Strokebehandlingen i inlands-Norrbotten når långt ifrån samma standard som i Sverige för övrigt. En studie från Uppsala universitet undersökte 142 127 människor i 19 Sámiregioner under 2019–2021 och fann en strokeincidenstal på 280 per 100 000 årligen — betydligt högre än riksgenomsnittet för motsvarande åldersgrupp. Kritiskt är att 21,1 procent av patienterna anlände till sjukhus mer än 24 timmar efter symptomstart, mot 4,5 procent nationellt. Endast 3 procent erhöll trombektomi och 11,1 procent trombolys. Kommuner med längst restid till akutsjukhus uppvisade lägst behandlingsfrekvenser och senast ankomst. I två kommuner var tidsfönstret från symptomstart okänt för 26,1 respektive 17,9 procent av fallen. Resultaten indikerar att geografisk isolation är en kritisk barriär för strokeomsorgen — en utmaning för landsbygdspolitiken och framtida sjukvårdsplanering i nordliga regioner.

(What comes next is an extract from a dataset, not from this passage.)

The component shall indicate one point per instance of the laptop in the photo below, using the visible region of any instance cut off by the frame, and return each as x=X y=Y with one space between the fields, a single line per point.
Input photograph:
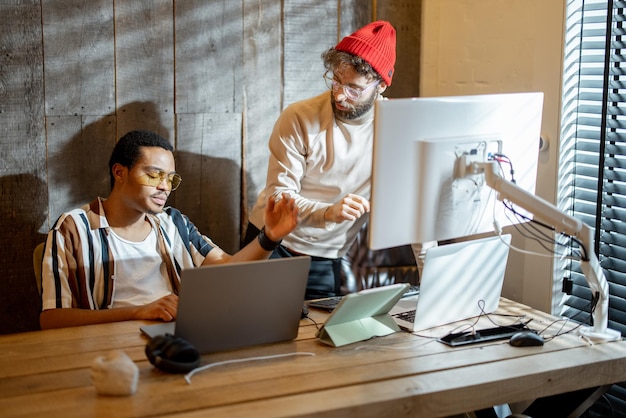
x=459 y=281
x=235 y=305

OBJECTS: The effective treatment of acute stroke requires a series of events, including the recognition of stroke symptoms, following known action plans, and the rapid transfer to a hospital with sufficient medical competence. This is challenging in rural areas with long distances between hospitals with emergency departments. We studied the availability and effectiveness of acute stroke treatment in the most rural parts of northern Sweden. Some of the population in the study area belong to the Sámi, Sweden's indigenous people. Our aim was to study the yearly incidence of ischemic stroke, time window from start of symptoms to arrival at first hospital, and rate of revascularization treatment in the study population and compare to the rest of Sweden. METHODS: Statistics Sweden defined the study group which was 142,127 individuals registered as living in the study area sometimes during 2019-2021. We used data from the National Board of Health and Welfare (NBHWF) regarding incidence and from the Swedish Stroke Register (Riksstroke, RS), for time windows and treatments. The study area was compared with the Swedish national data. Transfer times between municipalities, first hospitals, and thrombectomy centers were assessed using open data. RESULTS: The incidence of ischemic stroke in the study group was 280/100.000/year which was significantly higher than national data for the same age group. 1,153 stroke incidents were registered in RS. In the study group 21.1% arrived at the first hospital >24 h from start of symptoms compared to 4.5% in national data. Three percent were treated with thrombectomy and 11.1% with thrombolysis. The numbers were small but those with the lowest percentage of arrival < 3 h, and of reperfusion treatment, all had the longest distances to the first hospital. 26.1 and 17.9% in two municipalities had an unknown time window from start of symptoms. A majority of the population would have shorter distances to thrombectomy centers outside Sweden. CONCLUSION: Our data shows a higher incidence of ischemic stroke in the study area in the rural northern Sweden. Persons with stroke in this area are unlikely to receive acute care in accordance with the Swedish national stroke guidelines.